Wie vertragen sich Religion und Menschenrechte?

Bielefeld.  Ägypten, Tunesien, aber auch viele andere afrikanische und asiatische Staaten stehen zurzeit vor einem fast unlösbaren Problem: Volksgruppen in den Ländern streiten teilweise erbittert darüber, ob ihr Staat religiös oder weltlich ausgerichtet sein soll. Die Herausforderung: Wie lässt sich trotz dieser Differenzen über die staatliche Identität eine demokratische Verfassung zuwege bringen? Eine neue internationale Forschungsgruppe am Zentrum für interdisziplinäre Forschung (ZiF) der Universität Bielefeld beschäftigt sich mit der Frage, wie religiöses Recht und Menschenrechte in neuen Verfassungen und Verfassungsänderungen behandelt werden. Zu ihrer ersten Tagung kommen die Forscherinnen und Forscher vom 4. bis 6. Juni im ZiF zusammen.
Die Mitglieder der Forschungsgruppe sind 14 Expertinnen und Experten für Verfassungsrecht, Rechtsvergleich, Regionalforschung und Politikwissenschaft. Geleitet wird die Gruppe von den Politikwissenschaftlerinnen Dr. Mirjam Künkler (Princeton University, USA), Hanna Lerner PhD (Tel Aviv University, Israel) und Shylashri Shankar PhD (Centre for Policy Research in Neu Delhi, Indien). Sie wollen Prozesse der Verfassunggebung und Verfassungsänderung in verschiedenen Ländern im Detail vergleichen. Auch untersuchen sie, wie unterschiedliche Verfassungsmodelle die Umsetzung der Menschenrechte beeinflussen.
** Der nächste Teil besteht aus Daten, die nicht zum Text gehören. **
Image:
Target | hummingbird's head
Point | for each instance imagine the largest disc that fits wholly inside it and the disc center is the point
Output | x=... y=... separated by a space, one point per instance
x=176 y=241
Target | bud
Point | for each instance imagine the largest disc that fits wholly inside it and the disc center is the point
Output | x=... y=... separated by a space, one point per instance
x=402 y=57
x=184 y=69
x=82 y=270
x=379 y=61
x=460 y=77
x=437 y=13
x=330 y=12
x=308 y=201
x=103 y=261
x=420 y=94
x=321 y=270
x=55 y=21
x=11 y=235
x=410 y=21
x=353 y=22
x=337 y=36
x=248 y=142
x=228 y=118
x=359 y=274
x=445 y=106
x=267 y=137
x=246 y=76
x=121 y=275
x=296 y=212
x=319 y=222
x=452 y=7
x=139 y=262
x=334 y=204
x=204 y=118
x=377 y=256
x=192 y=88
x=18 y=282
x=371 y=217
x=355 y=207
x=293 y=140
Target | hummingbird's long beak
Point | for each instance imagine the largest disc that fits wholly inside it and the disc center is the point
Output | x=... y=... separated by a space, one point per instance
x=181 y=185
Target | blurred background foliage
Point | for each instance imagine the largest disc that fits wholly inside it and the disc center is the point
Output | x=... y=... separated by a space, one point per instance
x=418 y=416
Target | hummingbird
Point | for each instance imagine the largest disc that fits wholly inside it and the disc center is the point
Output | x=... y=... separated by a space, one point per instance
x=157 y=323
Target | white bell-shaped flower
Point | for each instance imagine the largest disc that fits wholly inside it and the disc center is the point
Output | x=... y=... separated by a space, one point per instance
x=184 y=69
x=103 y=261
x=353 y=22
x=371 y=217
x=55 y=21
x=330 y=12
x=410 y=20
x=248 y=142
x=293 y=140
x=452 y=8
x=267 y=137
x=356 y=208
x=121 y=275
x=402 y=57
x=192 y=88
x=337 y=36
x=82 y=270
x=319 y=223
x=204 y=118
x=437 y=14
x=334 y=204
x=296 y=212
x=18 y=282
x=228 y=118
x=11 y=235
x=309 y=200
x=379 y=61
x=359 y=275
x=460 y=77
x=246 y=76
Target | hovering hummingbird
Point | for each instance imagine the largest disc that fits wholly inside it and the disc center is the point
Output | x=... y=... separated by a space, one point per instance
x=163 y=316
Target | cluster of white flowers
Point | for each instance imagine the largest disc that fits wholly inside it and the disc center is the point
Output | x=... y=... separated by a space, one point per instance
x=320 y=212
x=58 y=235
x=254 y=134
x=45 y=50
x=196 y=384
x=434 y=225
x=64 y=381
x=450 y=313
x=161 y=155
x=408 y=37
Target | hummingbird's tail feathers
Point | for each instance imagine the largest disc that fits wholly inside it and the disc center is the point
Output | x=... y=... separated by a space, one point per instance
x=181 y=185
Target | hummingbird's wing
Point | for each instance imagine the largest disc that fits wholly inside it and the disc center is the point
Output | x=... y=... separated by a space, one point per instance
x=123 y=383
In laufenden und jüngst erfolgten Prozessen der Verfassunggebung und Verfassungsrevision in der arabischen Welt, aber auch beispielsweise in der Türkei und in Israel, wird das Verhältnis von Staat und Religion grundsätzlich neu ausgelotet. „Dabei entstehen jenseits der US-
amerikanischen oder europäischen Verfassungen neue Modelle mit weitreichenden Folgen für die Entwicklung der jeweiligen Gesellschaften“, sagt Mirjam Künkler. „Wir hoffen, mit den Analysen in der Forschungsgruppe einen empirisch fundierten Ansatz über die Zusammenhänge von Verfassunggebung, Religion und Menschenrechten zu formulieren. Dies ist im Großen und Ganzen in der Politik- und Rechtswissenschaft noch eine schmerzliche Lücke. Die Forschungsergebnisse der Gruppe sind nicht nur von akademischem Interesse, sondern auch bedeutsam für laufende Verfassungsprozesse, bei denen Religion einen Streitpunkt bildet. Typische Beispiele dafür sind Ägypten und Tunesien, wo islamisches Recht Teil des Verfassungsrechts ist, aber auch Israel, wo Ausnahmeregelungen für religiöse Gruppen etwa im Bildungssystem und Steuerrecht ein steter Stein des Anstoßes sind. Weitere Fälle, die die Gruppe diskutiert, betreffen die Verfassungen in Brasilien, Kenia, Spanien, Polen, Norwegen, Türkei, Pakistan, Nepal, Indonesien, Malaysia und Japan.
Die neue ZiF-Forschungsgruppe heißt „Balancing Religious Accommodation and Human Rights in Constitutional Frameworks” (Religion und Menschenrechte in Staatsverfassungen. Ein internationaler Vergleich). Wie alle ZiF-Forschungsgruppen ist sie eine Gruppe auf Zeit: Sie kommt von Mai bis November 2014 zusammen. Neben regelmäßigen Arbeitstreffen veranstaltet die Gruppe Konferenzen, Workshops und eine Vortragsreihe. Die Auftaktveranstaltung im Juni trägt den Titel „Constitution Writing, Religion and Human Rights“ (Verfassunggebung, Religion und Menschenrechte) und wird auf Englisch abgehalten.